One of the most popular applications of data analytics is in financial markets. In this series of posts, we will show you how Time Series Forecasting in Excel is done. We will be going through the different applications of data analysis (and data science) in financial forecasting.
There are several tools for this kind of work, but in this case, we will work with Excel and Python. Part 1 of this series focuses on data collection and exploratory data analysis using Excel. It then concludes with a primer on financial indicators and forecasting.
This post does not delve deep into the entire scope of data collection as that would require an entire series on its own. Instead, it will only focus on collecting financial data – specifically for Kenyan companies. The task at hand will be to forecast the share price of Safaricom for the last two quarters of 2021.
Where to get data
Usually, getting the kind of data we need here (ohlcv data) is a painless process because there are nearly hundreds of data portals including Nasdaq, Yahoo Finance, Google Finance API, WSJ, and MarketWatch. Access to this kind of information locally is only possible upon payment of a fee to the Nairobi Securities Exchange.
On the other hand, only a few of the data aggregation portals mentioned above have data for other markets, especially in developing economies.
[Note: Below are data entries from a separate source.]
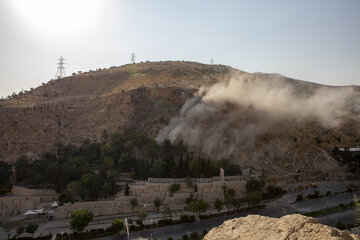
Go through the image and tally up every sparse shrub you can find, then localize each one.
[335,222,346,230]
[296,195,304,202]
[315,136,322,144]
[169,183,181,194]
[190,232,200,240]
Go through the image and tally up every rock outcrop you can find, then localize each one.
[204,214,360,240]
[0,61,360,183]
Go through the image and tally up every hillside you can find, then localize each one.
[0,62,360,180]
[204,214,360,240]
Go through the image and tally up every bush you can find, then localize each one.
[70,209,93,232]
[296,195,304,202]
[335,222,346,230]
[109,218,124,232]
[190,232,200,240]
[265,185,286,199]
[245,180,264,192]
[169,183,181,194]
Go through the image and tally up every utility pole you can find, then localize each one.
[55,56,66,79]
[130,52,135,63]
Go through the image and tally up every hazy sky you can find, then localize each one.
[0,0,360,96]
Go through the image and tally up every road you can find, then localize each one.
[0,181,360,239]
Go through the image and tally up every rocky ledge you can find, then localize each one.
[204,214,360,240]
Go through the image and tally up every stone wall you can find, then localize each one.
[0,186,58,216]
[54,180,246,219]
[11,186,56,196]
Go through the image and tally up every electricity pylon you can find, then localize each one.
[55,56,66,79]
[130,52,135,63]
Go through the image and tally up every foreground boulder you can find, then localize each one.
[204,214,360,240]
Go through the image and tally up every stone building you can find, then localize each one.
[0,186,58,216]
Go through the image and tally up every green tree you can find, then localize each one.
[0,161,12,187]
[103,182,114,196]
[15,155,30,183]
[26,224,39,237]
[169,183,181,194]
[186,176,194,188]
[16,226,25,236]
[245,191,262,206]
[137,211,147,228]
[214,199,222,212]
[0,219,13,239]
[110,218,124,232]
[70,209,93,232]
[130,198,139,211]
[103,157,114,169]
[150,159,167,177]
[124,184,130,196]
[226,188,235,197]
[188,199,209,214]
[65,181,82,201]
[154,198,161,212]
[245,180,264,192]
[353,194,360,223]
[189,158,203,177]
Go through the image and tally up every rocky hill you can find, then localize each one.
[0,62,360,181]
[204,214,360,240]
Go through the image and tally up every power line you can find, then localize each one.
[55,56,66,79]
[130,52,135,63]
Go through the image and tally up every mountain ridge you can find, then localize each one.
[0,61,360,182]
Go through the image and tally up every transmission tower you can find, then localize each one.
[130,52,135,63]
[55,56,66,79]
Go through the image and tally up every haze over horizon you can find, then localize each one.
[0,0,360,97]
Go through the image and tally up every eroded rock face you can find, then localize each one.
[204,214,360,240]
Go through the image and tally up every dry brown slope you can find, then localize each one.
[204,214,360,240]
[0,62,231,162]
[0,62,360,183]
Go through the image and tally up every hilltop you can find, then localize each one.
[0,61,360,180]
[204,214,360,240]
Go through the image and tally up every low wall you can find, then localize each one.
[11,186,56,196]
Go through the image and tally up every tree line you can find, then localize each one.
[4,132,241,201]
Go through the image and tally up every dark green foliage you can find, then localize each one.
[226,188,235,197]
[190,232,200,240]
[154,198,161,211]
[245,191,262,206]
[169,183,181,194]
[0,161,12,186]
[245,180,264,192]
[296,195,304,202]
[70,209,93,232]
[187,199,209,213]
[0,161,12,196]
[306,190,320,199]
[264,185,286,199]
[214,199,222,212]
[335,222,346,230]
[16,226,25,235]
[15,155,29,183]
[124,184,130,196]
[11,131,241,200]
[25,224,39,236]
[130,198,139,210]
[315,136,322,144]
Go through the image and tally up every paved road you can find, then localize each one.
[0,181,360,239]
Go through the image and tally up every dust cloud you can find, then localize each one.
[157,74,360,159]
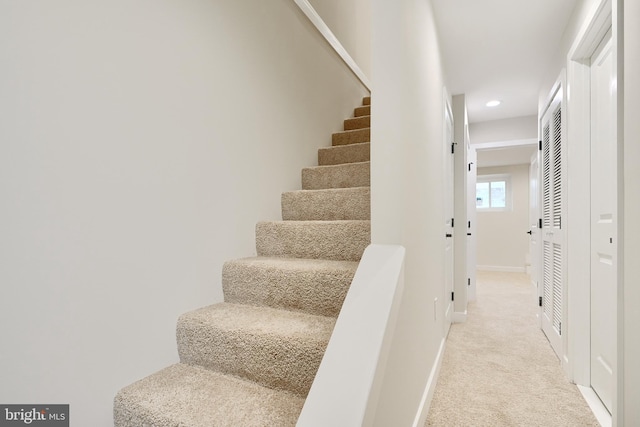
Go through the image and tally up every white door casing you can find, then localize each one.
[443,98,455,332]
[540,85,565,359]
[591,30,617,412]
[528,151,541,295]
[467,144,478,301]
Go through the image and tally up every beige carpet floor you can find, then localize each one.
[426,272,599,427]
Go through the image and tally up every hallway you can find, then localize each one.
[426,271,599,426]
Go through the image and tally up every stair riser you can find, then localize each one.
[282,187,371,221]
[331,128,371,146]
[222,260,355,317]
[344,116,371,130]
[177,310,330,396]
[256,221,371,261]
[353,105,371,117]
[318,142,371,166]
[302,162,371,190]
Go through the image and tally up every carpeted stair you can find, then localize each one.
[114,97,371,427]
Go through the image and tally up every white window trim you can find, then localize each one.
[476,173,513,212]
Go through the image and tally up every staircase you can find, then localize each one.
[114,97,371,427]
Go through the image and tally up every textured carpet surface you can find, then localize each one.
[222,257,358,316]
[114,363,304,427]
[318,142,371,166]
[113,97,371,427]
[282,187,371,221]
[177,303,336,396]
[426,272,599,427]
[256,220,371,261]
[302,162,371,190]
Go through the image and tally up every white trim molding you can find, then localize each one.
[294,0,371,92]
[412,337,447,427]
[476,265,527,273]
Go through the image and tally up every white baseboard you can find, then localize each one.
[413,337,447,427]
[578,385,611,427]
[453,310,467,323]
[476,265,527,273]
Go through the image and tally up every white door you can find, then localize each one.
[541,87,565,357]
[444,98,455,331]
[528,152,541,295]
[467,146,478,301]
[591,32,617,412]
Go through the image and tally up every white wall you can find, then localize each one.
[618,0,640,426]
[371,0,445,426]
[469,115,538,144]
[0,0,366,426]
[309,0,371,78]
[476,165,529,271]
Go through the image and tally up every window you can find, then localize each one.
[476,175,511,211]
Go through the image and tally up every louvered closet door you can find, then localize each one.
[541,88,564,357]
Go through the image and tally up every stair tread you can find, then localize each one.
[256,220,371,261]
[222,257,358,317]
[302,162,371,190]
[178,302,335,341]
[331,127,371,145]
[114,363,304,427]
[343,115,371,131]
[318,142,371,166]
[227,256,358,272]
[302,161,371,171]
[176,302,336,396]
[281,186,371,221]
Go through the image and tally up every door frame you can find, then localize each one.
[442,88,455,336]
[563,0,624,426]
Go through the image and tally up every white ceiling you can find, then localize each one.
[476,144,538,168]
[432,0,577,123]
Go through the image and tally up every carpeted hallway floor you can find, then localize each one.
[426,272,599,427]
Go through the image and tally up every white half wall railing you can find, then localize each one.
[294,0,371,92]
[297,244,405,427]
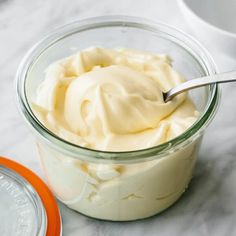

WSJ has the most complete data where you can customize your start and end dates.
Data Collection and Preparation for forecasting using Excel
You can download the dataset from WSJ and set the start date as 01/01/2019 and end date as 30/06/2021 (if you want to have the exact results in this post) or any other date (if you are reading this far past the date of posting). Below is an overview of what you would expect from the downloaded dataset.
OHLCV refers to:
- Open – the price at which the share open that day.
- High – the highest price it sold for on that day.
- Low – its lowest price.
- Close – the closing price
- Volume – the amount of shares that were traded on that day.
These are the columns (or attributes) for our data. In addition to the date on which the stock trade at that particular price, we will only use the closing price for our analysis and forecast. Therefore, the first thing we need to do is get rid of the other columns. You will only have two columns left: The Date column and Close which gets shifted to Column B.
WSJ provides the data with the most recent stock price going back. We need to sort it the other way. To do so, you need to select column A (click right above the column) and go to Sort and Filter. Select Sort Oldest to Newest. It will give you a prompt like below. This prompt is essentially asking whether the sort should also affect the next column. The default value is yes so press Enter. Ignore the chart you see to the right.
Performing Time Series Analysis
What we are doing here is known as a time series analysis. We have a variable that is observed over a certain successive period and is recorded nearly daily, except for weekends and public holidays when trading is closed. The end goal is to identify any long-term and seasonal trends with Safaricom’s share price. We have data from the beginning of 2019 to June 2021 (30 months or ten quarters) and we are trying to predict what it will look like 6 months from now.
First, we will group our periods into years, quarters, and months. In Cell C1, enter a new column title and name it Year. On cell C2, enter a new formula, =YEAR(A2). We are extracting the year from the date in the corresponding cell in column A. On Column D, input the new column header as Quarter. Then insert the formula, = “Q”&ROUNDUP(MONTH(A2)/3,0), in cell D2 and once again flash fill.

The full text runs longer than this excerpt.